The partial government shutdown became the longest funding lapse in U.S. history Saturday, as it dragged into its 22nd day.
Congress failed to break an impasse this week over President Donald Trump's demand for more than $5 billion to build his proposed border wall, even as 800,000 federal workers started to miss paychecks Friday. The closure of nine federal departments will last at least 24 days — and likely longer — as Congress does not convene again until Monday.
Talks about reopening a quarter of the government fizzled out this week, amid Trump insistence on funding for a barrier that Democrats have repeatedly refused. The Democratic-held House has passed bills to temporarily fund the government, but the GOP-controlled Senate has refused to take them up amid the president's veto threat.
The impasse could move to a more polarizing phase, as Trump has threatened to declare a national emergency to circumvent the legislature.
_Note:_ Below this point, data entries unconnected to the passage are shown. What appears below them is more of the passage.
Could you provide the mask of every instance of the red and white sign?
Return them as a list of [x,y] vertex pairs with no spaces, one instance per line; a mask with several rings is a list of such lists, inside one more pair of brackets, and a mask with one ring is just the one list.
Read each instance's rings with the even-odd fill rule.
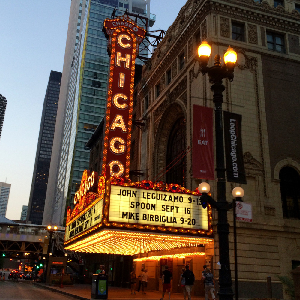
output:
[[213,109],[194,105],[193,127],[193,175],[214,180]]
[[236,220],[244,222],[252,222],[252,205],[249,203],[236,201]]
[[106,179],[128,180],[135,59],[146,33],[126,15],[106,19],[103,27],[110,63],[102,172]]

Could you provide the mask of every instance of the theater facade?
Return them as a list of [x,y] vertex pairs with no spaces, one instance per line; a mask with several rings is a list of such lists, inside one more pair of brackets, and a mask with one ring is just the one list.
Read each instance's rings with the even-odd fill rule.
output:
[[[208,183],[216,199],[215,175],[199,172],[193,157],[199,148],[193,125],[200,118],[195,106],[214,107],[197,49],[207,42],[212,65],[214,55],[222,56],[230,45],[238,60],[233,80],[223,80],[222,108],[242,116],[247,184],[227,180],[226,195],[230,202],[233,188],[241,186],[252,213],[250,219],[236,221],[236,273],[232,210],[228,214],[233,289],[237,274],[240,298],[266,297],[270,277],[273,296],[287,298],[277,276],[290,276],[300,265],[300,144],[295,142],[300,134],[300,14],[299,4],[283,4],[188,1],[135,86],[133,50],[145,33],[126,16],[106,21],[111,64],[99,137],[104,150],[91,146],[91,170],[85,171],[74,208],[68,210],[66,249],[86,254],[95,266],[106,260],[112,281],[117,266],[128,281],[132,267],[137,274],[147,268],[149,289],[161,289],[159,279],[166,265],[174,292],[180,292],[178,282],[186,264],[196,276],[195,294],[203,294],[204,265],[218,279],[218,214],[201,202],[197,188]],[[199,151],[207,153],[209,143],[203,141],[208,140],[199,140]],[[98,169],[95,158],[103,162]]]

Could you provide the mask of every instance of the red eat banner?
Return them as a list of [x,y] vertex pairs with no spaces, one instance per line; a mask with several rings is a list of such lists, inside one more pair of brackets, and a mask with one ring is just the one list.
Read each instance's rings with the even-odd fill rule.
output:
[[196,178],[214,179],[213,110],[194,105],[193,174]]

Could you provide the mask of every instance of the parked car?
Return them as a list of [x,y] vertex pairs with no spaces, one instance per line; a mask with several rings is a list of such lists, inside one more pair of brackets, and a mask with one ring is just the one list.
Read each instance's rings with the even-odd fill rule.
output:
[[32,278],[30,274],[26,274],[25,275],[25,278],[24,279],[25,280],[32,280]]
[[8,274],[8,278],[9,279],[11,279],[12,280],[16,280],[18,278],[22,278],[22,274],[16,270],[13,270]]

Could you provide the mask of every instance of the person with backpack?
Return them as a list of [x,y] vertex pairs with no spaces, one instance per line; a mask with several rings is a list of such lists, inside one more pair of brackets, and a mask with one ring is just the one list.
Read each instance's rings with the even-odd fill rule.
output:
[[207,268],[205,270],[206,273],[204,275],[205,278],[205,300],[208,300],[208,292],[209,292],[212,295],[212,298],[213,300],[214,300],[216,298],[215,296],[214,293],[214,275],[210,272],[210,269]]
[[188,298],[190,300],[190,293],[195,282],[195,275],[190,269],[188,266],[185,266],[185,272],[182,274],[183,278],[185,278],[185,290],[188,293]]
[[205,270],[206,270],[206,268],[207,267],[207,266],[206,265],[205,265],[203,266],[203,268],[204,269],[202,271],[202,280],[203,280],[203,285],[204,286],[204,289],[205,289],[205,278],[204,277],[204,275],[206,273],[206,271]]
Lawmakers and the White House appear far from forging an agreement to reopen the government. As the partial closure drags on, it is expected to cause economic damage due to missed paychecks, which may disrupt mortgage applications, food assistance programs and consumer sentiment. If the shutdown continues for two more weeks, its estimated damage to the economy of $6 billion will top the $5.7 billion Trump seeks for the wall, according to S&P Global Ratings.
The current funding lapse tops the previous record of 21 days set in December 1995 and January 1996, caused by a budget standoff during the Clinton administration. The damage from the partial shutdown that started last month is expected to be more limited than some previous closures as it affects about one-fourth of the government.
Congress passed a bill Friday guaranteeing back pay for federal workers — which Trump said he would sign. During other previous shutdowns, particularly in the 1970s, workers did not face furloughs.